Imaginemos que, casualmente, ocurre esto: el doctor Rieux sale de su casa, se encuentra con una rata muerta en el suelo, que este hecho (que no lo conmueve), que hace a un lado al animal y continúa su camino sin ninguna preocupación y sin advertir que aquello era el indicio de una peste.

Conforme pasa el tiempo, ese suceso se generaliza, pues no dejan de aparecer ratas muertas en toda la ciudad. Es entonces cuando la indiferencia se trueca en inquietud. Así lo cuenta Albert Camus: “Hasta ese momento nadie se había quejado más que como de un accidente un poco repugnante. Ahora ya se daban cuenta de que este fenómeno, cuya amplitud no se podía precisar, cuyo origen no se podía descubrir, empezaba a ser amenazador”.

En adelante, el autor muestra los efectos del insólito acontecimiento generado por los “emisarios infernales”: las ratas. La cotidianidad se rompe y los individuos se agrupan para cuestionar sus conductas y tomar medidas que regulan su existencia cotidiana. Gracias a algo extraordinario, los individuos que no vivían por cuenta propia, ni hablaban con su propia voz (sino que se diluían en el anonimato, siguiendo las normas externas sin reflexionarlas), retomaban el timón, recobraban su propiedad, volvían a ser; sabían entonces que vivir es involucrarse en los acontecimientos sociales. Ésta es la versión humanista del existencialismo que Albert Camus representa de forma clara en La peste.

La indiferencia denunciada por Camus es la muestra de que ésta nos posee inconscientemente, de tal modo que la mayoría de los individuos no la percibe y aun la defiende en el ámbito de una sociedad injusta. Pero los sucesos inauditos ocurren necesariamente y los protagonistas adquieren papeles nuevos. Detrás de estas nuevas máscaras, sin embargo, hay algo común (o debe haber): nuestro objetivo como sociedad.

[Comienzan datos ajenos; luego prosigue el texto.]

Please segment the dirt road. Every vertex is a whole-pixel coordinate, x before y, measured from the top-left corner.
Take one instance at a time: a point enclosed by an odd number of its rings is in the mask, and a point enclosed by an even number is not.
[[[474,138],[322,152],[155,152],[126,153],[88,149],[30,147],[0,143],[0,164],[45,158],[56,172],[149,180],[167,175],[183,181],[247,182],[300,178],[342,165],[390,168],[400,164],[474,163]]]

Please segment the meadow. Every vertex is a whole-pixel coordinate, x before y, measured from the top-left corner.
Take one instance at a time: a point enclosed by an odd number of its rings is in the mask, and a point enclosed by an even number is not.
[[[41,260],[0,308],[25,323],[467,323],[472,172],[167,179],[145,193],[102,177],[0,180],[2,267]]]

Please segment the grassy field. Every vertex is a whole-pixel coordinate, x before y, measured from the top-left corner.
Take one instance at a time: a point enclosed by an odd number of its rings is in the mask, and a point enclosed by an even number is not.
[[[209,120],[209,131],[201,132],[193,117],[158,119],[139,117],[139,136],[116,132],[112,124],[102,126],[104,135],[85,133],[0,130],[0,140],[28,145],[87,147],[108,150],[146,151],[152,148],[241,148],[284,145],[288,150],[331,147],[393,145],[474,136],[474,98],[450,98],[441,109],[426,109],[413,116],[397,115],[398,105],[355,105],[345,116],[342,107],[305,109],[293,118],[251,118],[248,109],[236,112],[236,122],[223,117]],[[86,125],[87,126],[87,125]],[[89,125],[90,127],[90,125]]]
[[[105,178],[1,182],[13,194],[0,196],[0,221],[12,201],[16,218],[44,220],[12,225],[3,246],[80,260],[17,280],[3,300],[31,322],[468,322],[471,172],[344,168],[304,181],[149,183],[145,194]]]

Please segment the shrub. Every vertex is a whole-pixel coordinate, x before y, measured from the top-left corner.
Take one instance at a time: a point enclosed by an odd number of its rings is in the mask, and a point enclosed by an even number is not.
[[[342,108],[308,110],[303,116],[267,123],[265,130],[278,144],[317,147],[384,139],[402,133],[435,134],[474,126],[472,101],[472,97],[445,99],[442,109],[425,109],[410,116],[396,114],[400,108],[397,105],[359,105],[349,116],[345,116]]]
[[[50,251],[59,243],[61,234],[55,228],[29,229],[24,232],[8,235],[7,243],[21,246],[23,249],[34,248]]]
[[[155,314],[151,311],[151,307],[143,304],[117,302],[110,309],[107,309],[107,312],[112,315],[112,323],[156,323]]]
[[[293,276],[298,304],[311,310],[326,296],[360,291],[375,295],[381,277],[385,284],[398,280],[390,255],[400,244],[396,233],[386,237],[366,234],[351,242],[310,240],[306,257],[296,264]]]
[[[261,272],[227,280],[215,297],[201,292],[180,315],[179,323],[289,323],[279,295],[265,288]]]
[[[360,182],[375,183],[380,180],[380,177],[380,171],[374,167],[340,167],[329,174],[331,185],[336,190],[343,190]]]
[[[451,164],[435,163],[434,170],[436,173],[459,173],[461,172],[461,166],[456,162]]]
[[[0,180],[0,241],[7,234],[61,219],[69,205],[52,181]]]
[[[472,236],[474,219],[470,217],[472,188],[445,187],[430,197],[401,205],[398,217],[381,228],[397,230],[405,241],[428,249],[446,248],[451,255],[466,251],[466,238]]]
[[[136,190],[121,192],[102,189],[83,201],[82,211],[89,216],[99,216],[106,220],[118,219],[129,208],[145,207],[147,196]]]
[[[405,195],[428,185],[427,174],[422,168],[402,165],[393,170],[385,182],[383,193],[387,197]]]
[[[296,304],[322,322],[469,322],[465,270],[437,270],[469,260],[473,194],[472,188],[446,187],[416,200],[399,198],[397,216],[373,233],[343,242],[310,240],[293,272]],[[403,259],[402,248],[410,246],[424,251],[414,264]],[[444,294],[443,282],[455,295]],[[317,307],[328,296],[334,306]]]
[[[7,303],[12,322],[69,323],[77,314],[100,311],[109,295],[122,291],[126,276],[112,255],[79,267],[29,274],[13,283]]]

Ante la casualidad, el objetivo común debe estar bien delimitado y generar un auténtico análisis; de lo contrario, nuestro papel transformador en la sociedad es momentáneo o contraproducente, tal como lo narra Antonin Artaud en El teatro y su doble: “Los sobrevivientes se exasperan, el hijo hasta entonces sumiso y virtuoso mata a su padre; el continente sodomiza a sus allegados. El lujurioso se convierte en puro. El avaro arroja a puñados su oro por las ventanas. El héroe guerrero incendia la ciudad que salvó en otro tiempo arriesgando la vida. El elegante se adorna y va a pasearse por los osarios…”. Nos encontramos con máscaras completamente contradictorias e imprevistas de acuerdo con los papeles que anteriormente jugaban dichos hombres.

Éste es un peligro, pues detrás de las nuevas máscaras no hay ninguna identidad personal, ni mucho menos hay algo común que las fundamente: subyacen únicamente máscaras resecadas que no conllevan una elevación del espíritu individual ni de la sociedad; son máscaras que se instauran con la miseria del sistema económico dominante.

Si observamos la historia, hallaremos todos los estragos que han generado el impulso irracional y la servidumbre al comercio. Los “pequeños incidentes” acumulados han ocasionado un gran derrumbe, como en el caso de la peste. Igual que antes, el futuro nos acecha y no estamos preparados para afrontar las crisis que sobrevienen. No vale la pena continuar sumidos o solo quejándonos del marasmo, del tedio y la necedad. Rompamos la historia hasta ahora contada, signifiquemos el tiempo vano, salvémonos con nuestra fuerza colectiva.